Israel-Palestine: A Colonial Mishap ?

Colonial Mishap

With the  ongoing controversy over Trump’s decision to officially recognize Jerusalem as the capital of Israel, it becomes interesting to examine the role the Western nations had in stirring the conflict in Israel-Palestine in the first place – Were the colonial masters of the land responsible for aggravating the critical situation as the Arabs and the Jews?

Following the initial drive-out campaign led by the Romans in AD 71, the Jews were forced to flee their home, Palestine. However, a part of the community stayed back, and several other Jews kept trickling back over the course of the next few years. Meanwhile, the Arabs became the major population in Palestine. The trickling in of the Jews steadily continued, and in 1897 the World Zionist Organization was founded by Zionists i.e. Jews who believed they ought to go back to Palestine to reclaim their homeland. With a series of purges against Jews conducted in Russia, France and Germany, the Jews considered this as the best way to go. The Arabs were considerably alarmed at the prospect of losing their current settlement.

The British came in the picture just a little after the outbreak of the First World War. Eager to strategize diplomatic alliances to weaken their opponents, they decided to approach King Hussein of Mecca to rouse the Arabs so that they could wage a revolution against the Ottoman Turkish autocracy. British agents sowed internal discord, while the British High Commissioner McMahon exchanged letters with King Hussein to carry out this plan. In his letters, he promised Hussein a free Arabia after the end of war; and the Arabs agreed to join the British against the Turks. The Allies however, tacitly signed the Sykes-Picot Agreement and decided to divide Ottoman Turkey up between themselves at the end of war. The terms of this highly contradictory document were later released in public by Russia and the Arabs grew increasingly wary of the attitude of the British.

To makes things worse, the British grew desperate for monetary resources that were plentiful among the rich business class of Jews. Under pressure of the Zionist Congress, Britain’s Foreign Secretary Arthur Balfour declared Britain’s support for the Zionist cause of establishing a home in Palestine in exchange for a way out of their economic deficit during war. Evidently, Britain’s evasive and contradictory foreign diplomacy played a definitive role in the rise of negative sentiments among the Arabs and the Jews. After the First World War, Palestine became an officially British-mandated region.

Failing to acknowledge the deep gulf between the two communities, Britain hoped to bring the Arabs and Jews to live together and share the land. It even tried to squiggle out of its duplicitous diplomacy by asserting it did not mean the entire area of Palestine as entitled to the Jews, and wished to accommodate non-Jews as well. In any case, the progression of events saw the rise of Hitler, and a reckless massacre of the Jewish community, that spread panic and an uncontrolled degree of Jewish influx into Palestine. Jews immigrated through sea and land and the Arabs panicked. They launched a revolution that was ruthlessly crushed by the British. Britain, desperate to settle the issues, tried to put forth inadequate proposals that were outrightly rejected.

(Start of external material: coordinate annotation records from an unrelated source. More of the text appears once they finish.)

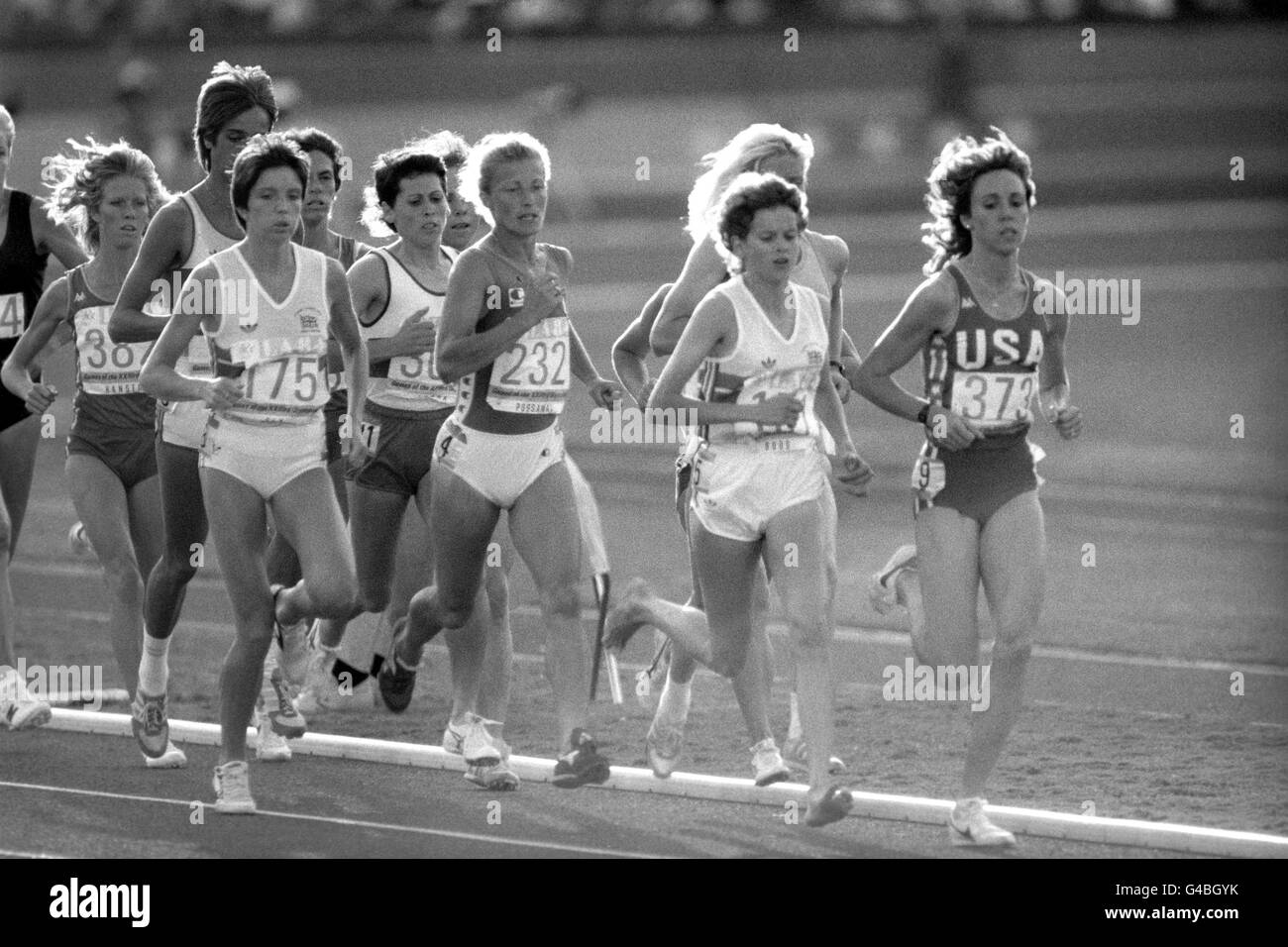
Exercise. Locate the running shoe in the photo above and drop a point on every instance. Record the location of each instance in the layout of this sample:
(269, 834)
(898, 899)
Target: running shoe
(270, 746)
(294, 642)
(767, 763)
(77, 540)
(797, 754)
(498, 777)
(18, 709)
(835, 805)
(150, 724)
(649, 682)
(397, 684)
(581, 764)
(970, 826)
(172, 758)
(283, 718)
(621, 624)
(662, 746)
(322, 690)
(883, 591)
(232, 789)
(477, 745)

Added to this was constant pressure from the USA to allow more Jews into Palestine. Bevin, the then Prime Minister of Britain, specifically asserted USA’s role. This was not entirely untrue- Truman proved to be uncooperative. He refused to send American troops to restore order, or even let Jewish immigrants enter USA. Conditions in Palestine deteriorated with a rise in terrorism led by Jews, and terrible instability hit the region.

After the end of the Second World War, a tired, drained Britain simply walked out of Palestine, handing over the issue to United Nations. United Nations passed a resolution to divide the area of conflict into two regions: Israel for Jews and Palestine for Arabs. Vicious fighting between the two groups broke out, and having full knowledge of this fact, Britain withdrew all its troops. Ben Gurion, the UN Secretary General at the time, declared the formation of Israel officially in May 1948. Egypt, Syria, Iraq, Jordan and Lebanon immediately declared war.

Thus began one of the most crippling of civil crises in a region, continuing for years on full scale, one that has not died down even today. While the religious sentimentality was an obvious seed of discord, it was undoubtedly aggravated by the selfish interests of Britain and other Western Nations, especially USA. Diplomatic announcements on sensitive issues is a crucial subject matter- Exactly one hundred years ago, Arthur Balfour failed to realize this, as does the President of the United States of America today.